Voorts is de bewezenverklaring gebaseerd op:
- het proces-verbaal van verhoor [2] van [slachtoffer1];
- het proces-verbaal van verhoor [3] van [slachtoffer2];
- het proces-verbaal van verhoor [4] [medeverdachte].
Aangezien verdachte de onder 1 en 2 ten laste gelegde feiten duidelijk en ondubbelzinnig heeft bekend, is volstaan met een opgave van bewijsmiddelen als bedoeld in artikel 359, derde lid, van het Wetboek van Strafvordering.
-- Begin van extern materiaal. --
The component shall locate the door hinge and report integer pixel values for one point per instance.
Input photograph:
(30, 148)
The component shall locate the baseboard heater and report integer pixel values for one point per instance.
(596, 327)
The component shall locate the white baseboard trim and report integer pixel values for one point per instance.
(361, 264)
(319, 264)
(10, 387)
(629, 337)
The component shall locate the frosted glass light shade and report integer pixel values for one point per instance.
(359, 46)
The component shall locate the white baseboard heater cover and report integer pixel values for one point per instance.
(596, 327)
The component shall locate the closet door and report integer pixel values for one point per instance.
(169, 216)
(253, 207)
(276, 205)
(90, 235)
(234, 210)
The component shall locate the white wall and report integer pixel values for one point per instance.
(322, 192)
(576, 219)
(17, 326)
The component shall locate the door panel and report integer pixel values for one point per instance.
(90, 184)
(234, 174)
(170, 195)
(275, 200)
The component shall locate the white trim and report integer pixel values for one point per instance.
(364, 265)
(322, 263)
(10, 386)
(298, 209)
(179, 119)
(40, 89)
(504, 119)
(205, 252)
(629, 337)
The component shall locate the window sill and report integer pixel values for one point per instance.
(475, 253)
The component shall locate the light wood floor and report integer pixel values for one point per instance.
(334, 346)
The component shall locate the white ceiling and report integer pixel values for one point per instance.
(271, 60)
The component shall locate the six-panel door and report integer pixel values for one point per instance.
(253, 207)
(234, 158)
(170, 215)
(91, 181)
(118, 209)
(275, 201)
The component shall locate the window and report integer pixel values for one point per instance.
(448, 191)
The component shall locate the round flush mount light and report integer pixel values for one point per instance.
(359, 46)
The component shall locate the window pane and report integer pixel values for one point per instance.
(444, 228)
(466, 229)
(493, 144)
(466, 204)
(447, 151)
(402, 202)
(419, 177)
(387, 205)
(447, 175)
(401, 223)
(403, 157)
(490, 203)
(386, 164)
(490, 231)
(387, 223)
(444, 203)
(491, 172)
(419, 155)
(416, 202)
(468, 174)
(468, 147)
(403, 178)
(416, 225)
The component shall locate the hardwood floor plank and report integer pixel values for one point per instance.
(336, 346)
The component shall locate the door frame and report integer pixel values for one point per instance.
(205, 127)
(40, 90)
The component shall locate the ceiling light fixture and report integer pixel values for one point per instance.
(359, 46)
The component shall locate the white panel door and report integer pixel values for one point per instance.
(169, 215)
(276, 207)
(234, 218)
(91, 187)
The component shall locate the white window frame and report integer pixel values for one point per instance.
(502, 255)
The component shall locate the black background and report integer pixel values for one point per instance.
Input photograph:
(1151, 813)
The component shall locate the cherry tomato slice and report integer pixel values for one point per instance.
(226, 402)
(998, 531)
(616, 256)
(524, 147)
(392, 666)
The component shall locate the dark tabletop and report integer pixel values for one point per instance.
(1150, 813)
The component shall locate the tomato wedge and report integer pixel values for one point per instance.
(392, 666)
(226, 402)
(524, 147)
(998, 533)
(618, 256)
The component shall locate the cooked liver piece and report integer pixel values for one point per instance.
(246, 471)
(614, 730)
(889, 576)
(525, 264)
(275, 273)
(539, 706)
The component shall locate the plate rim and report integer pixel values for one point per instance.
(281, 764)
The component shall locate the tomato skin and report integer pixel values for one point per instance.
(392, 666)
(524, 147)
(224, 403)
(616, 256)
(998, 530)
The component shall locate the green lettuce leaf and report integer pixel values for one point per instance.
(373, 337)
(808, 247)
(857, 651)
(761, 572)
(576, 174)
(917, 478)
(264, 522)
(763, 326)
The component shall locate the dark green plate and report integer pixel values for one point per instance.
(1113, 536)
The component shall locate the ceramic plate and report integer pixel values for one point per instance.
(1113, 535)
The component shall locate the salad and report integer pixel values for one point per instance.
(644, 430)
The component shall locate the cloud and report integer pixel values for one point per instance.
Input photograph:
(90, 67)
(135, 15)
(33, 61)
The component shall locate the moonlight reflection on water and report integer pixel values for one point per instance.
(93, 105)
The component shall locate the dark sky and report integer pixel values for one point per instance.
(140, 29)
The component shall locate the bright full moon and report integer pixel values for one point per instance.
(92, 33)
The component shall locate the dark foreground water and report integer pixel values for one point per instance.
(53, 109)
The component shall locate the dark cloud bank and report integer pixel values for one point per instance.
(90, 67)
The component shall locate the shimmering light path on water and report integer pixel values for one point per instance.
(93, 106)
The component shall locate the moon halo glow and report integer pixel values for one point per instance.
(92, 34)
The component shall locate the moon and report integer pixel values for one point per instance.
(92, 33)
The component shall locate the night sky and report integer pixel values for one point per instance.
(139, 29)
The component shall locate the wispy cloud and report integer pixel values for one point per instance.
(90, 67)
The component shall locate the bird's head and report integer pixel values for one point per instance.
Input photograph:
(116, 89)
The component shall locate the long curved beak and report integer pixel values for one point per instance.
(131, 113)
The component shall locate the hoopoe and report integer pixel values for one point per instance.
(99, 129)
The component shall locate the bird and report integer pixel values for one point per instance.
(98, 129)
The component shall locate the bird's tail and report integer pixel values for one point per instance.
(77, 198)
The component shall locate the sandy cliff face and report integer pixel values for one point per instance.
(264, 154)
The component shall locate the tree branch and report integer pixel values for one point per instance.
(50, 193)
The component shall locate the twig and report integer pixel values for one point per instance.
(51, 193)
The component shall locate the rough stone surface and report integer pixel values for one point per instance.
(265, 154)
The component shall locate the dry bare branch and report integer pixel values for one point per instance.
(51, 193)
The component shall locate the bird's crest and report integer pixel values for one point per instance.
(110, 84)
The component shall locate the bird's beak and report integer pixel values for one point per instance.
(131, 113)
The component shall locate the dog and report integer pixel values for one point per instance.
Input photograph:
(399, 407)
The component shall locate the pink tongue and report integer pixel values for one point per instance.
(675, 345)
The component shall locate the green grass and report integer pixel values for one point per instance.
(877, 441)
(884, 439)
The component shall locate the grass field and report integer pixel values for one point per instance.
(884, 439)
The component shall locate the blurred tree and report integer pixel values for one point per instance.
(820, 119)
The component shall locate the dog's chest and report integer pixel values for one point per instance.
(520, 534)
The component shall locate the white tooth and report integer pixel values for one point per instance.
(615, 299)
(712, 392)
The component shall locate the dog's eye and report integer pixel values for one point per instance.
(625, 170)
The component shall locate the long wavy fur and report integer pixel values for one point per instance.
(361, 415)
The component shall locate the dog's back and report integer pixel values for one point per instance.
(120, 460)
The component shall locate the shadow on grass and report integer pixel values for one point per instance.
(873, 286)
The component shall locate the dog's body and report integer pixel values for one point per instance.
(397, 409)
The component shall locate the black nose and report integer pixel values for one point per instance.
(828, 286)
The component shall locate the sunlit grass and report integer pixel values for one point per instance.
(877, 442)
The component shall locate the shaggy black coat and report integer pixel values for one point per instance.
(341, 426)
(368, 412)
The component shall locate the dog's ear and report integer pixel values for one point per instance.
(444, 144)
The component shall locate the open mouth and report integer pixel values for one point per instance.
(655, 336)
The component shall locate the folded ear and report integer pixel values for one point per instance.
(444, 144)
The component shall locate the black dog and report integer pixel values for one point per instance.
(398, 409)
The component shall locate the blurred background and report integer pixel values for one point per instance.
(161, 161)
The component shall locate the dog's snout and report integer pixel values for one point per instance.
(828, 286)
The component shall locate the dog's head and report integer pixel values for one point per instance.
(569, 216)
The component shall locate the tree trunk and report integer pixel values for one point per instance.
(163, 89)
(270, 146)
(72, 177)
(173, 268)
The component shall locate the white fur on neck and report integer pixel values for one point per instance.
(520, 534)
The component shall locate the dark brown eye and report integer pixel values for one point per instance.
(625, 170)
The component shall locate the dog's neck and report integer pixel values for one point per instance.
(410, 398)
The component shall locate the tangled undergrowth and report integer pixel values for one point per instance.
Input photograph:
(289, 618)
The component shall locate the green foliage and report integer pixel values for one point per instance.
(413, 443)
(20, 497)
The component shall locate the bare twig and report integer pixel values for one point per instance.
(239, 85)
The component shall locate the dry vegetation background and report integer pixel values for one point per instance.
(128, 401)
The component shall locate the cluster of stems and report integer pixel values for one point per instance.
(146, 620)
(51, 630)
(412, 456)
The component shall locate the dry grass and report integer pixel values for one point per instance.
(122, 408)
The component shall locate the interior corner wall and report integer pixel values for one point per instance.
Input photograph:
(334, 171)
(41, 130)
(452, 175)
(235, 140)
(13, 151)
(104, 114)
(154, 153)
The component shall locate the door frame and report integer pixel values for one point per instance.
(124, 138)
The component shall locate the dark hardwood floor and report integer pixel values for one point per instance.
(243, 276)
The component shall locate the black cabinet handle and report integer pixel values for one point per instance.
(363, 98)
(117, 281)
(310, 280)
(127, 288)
De rechtbank acht de onder 1 en 2 ten laste gelegde feiten wettig en overtuigend bewezen.
Bewezenverklaring
Naar het oordeel van de rechtbank is wettig en overtuigend bewezen dat de verdachte het ten laste gelegde heeft begaan, te weten dat:
1.
hij op een tijdstip in de periode van 1 maart 2009 en 31 oktober 2009 te Duiven,
met [slachtoffer1], [geboortedag], buiten echt, ontuchtige handelingen heeft gepleegd, bestaande uit
  • het met één of meer van zijn vingers betasten van haar vagina en
  • het met één of meer van zijn vingers en met zijn mond betasten van haar
borst(en),
terwijl die[slachtoffer1] toen de leeftijd van zestien jaren nog niet had bereikt en aan de zorg en waakzaamheid van verdachte was toevertrouwd;
2.
hij op een tijdstip in de periode van 1 maart 2009 en 31 oktober 2009 te Duiven, met[slachtoffer2]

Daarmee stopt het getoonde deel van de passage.